Government flips on ASIC levy for charities
By Denis Moriarty, Group Managing Director, Our Community
UPDATE: Credit where credit is due. After a chorus of universal outrage the government has now seen the light and exempted charities from the ASIC levy. Have they learned their lesson? Will they now acknowledge that charities are a vital Australian resource that ought to be encouraged rather than a gang of leftie grifters out to con the public? Here’s hoping. Watch this space….
What we'd said about the earlier proposal
The Australian government apparently wants Australians to pay close scrutiny to the ways in which the nation's charity sector law is a confusing and counterproductive mishmash of pointless complication. If the government ever thinks you're in danger of forgetting, in fact, they send somebody round to kick you hard in the head to regain your attention. Just now, to come to cases, they're imposing a $320 per year levy on charities that are also companies, on the grounds that those ones are registered with ASIC as well as with the ACNC.
This makes no sense at all. ASIC doesn't have any actual responsibilities for regulating companies that are charities - they've passed that job to the ACNC, along with any associated costs.

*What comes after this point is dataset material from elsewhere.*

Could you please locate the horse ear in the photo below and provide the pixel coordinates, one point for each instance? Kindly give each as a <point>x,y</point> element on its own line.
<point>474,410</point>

The levy is simple extortion.
If the government actually liked not-for-profits, rather than seeing them as annoying grit in the gears of the juggernaut, it would simply exempt the charities caught up in this.
Headlines like "Australian charities pay the price with new ASIC levy", though, are way too broad.

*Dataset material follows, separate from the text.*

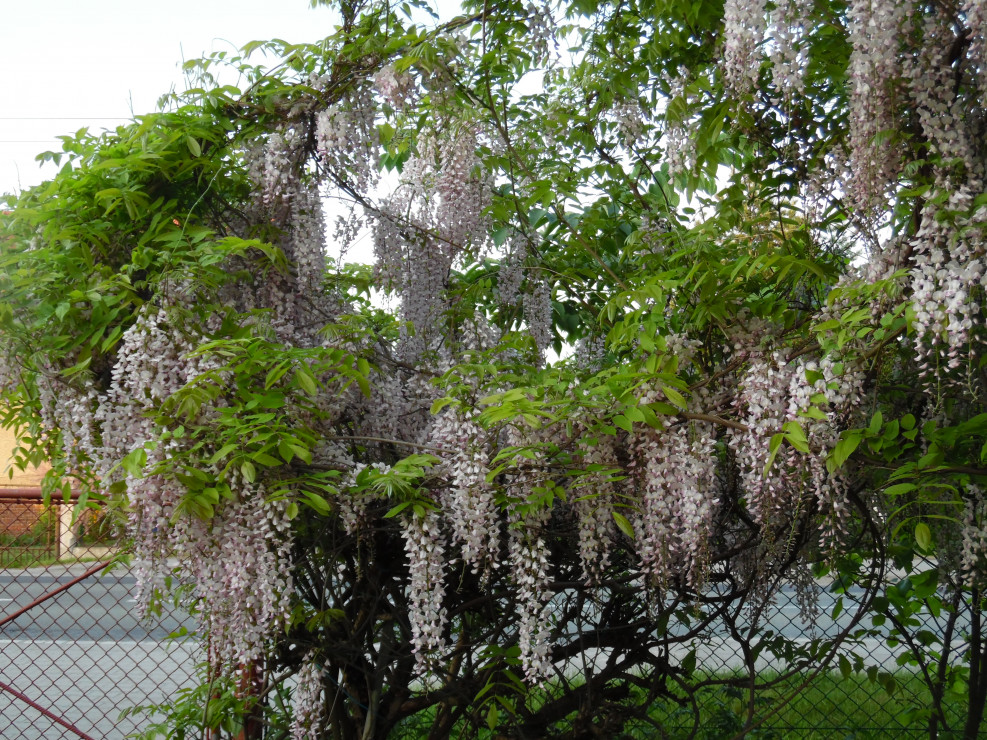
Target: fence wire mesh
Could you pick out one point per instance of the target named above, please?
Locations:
(75, 653)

Only about 12% of NFPs are charities, and only about 12% of those are companies. Most charities are state-regulated incorporated associations, or even unincorporated associations, and they won't have to pay. Neither will trusts, or cooperatives, or statutory authorities.
And while I don't want to see everybody suffer just to make things tidy, this inequality of impact does mean that once again Australian organisations doing identical good things for identical good reasons will be treated entirely differently just because of a legal formality that means nothing to them at any other point in their existence.
It's all rather like section 44 of the Constitution, when you come to think of it - the one that's been randomly bouncing MPs out of their seats on the basis of their parents' citizenship. Someone took a decision 20 or 50 or 100 years ago, everybody got on with their lives, and then out of a clear blue sky a legal quibble hits you like a thunderbolt.
You'd think that the Parliament would be a bit more sympathetic to the sector's complaints, all things considered, given their own problems with the hangover of inappropriate English laws. You might even hope that somebody up there in Canberra would want to fix the underlying problem, which is that the whole not-for-profit sector is staked out directly over the yawning rifts in the Australian federal system.
Companies are national, charities are national, associations are state-by-state, and how hard can it possibly be to agree that what Australia needs is one single authority covering not-forprofits, one single regulator, and one single legal form? Let's finally struggle out of this viscous bog. Have the states hand over their powers to the Commonwealth, as they've done in other areas. Sort out tax on the basis of what you do, not what you are.
Here at Our Community we're often asked whether prospective not-for-profit community groups should start up as companies or as incorporated associations. For small groups, the decision has now become much simpler: stay as far away from the feds as possible. Is that really what the government wants?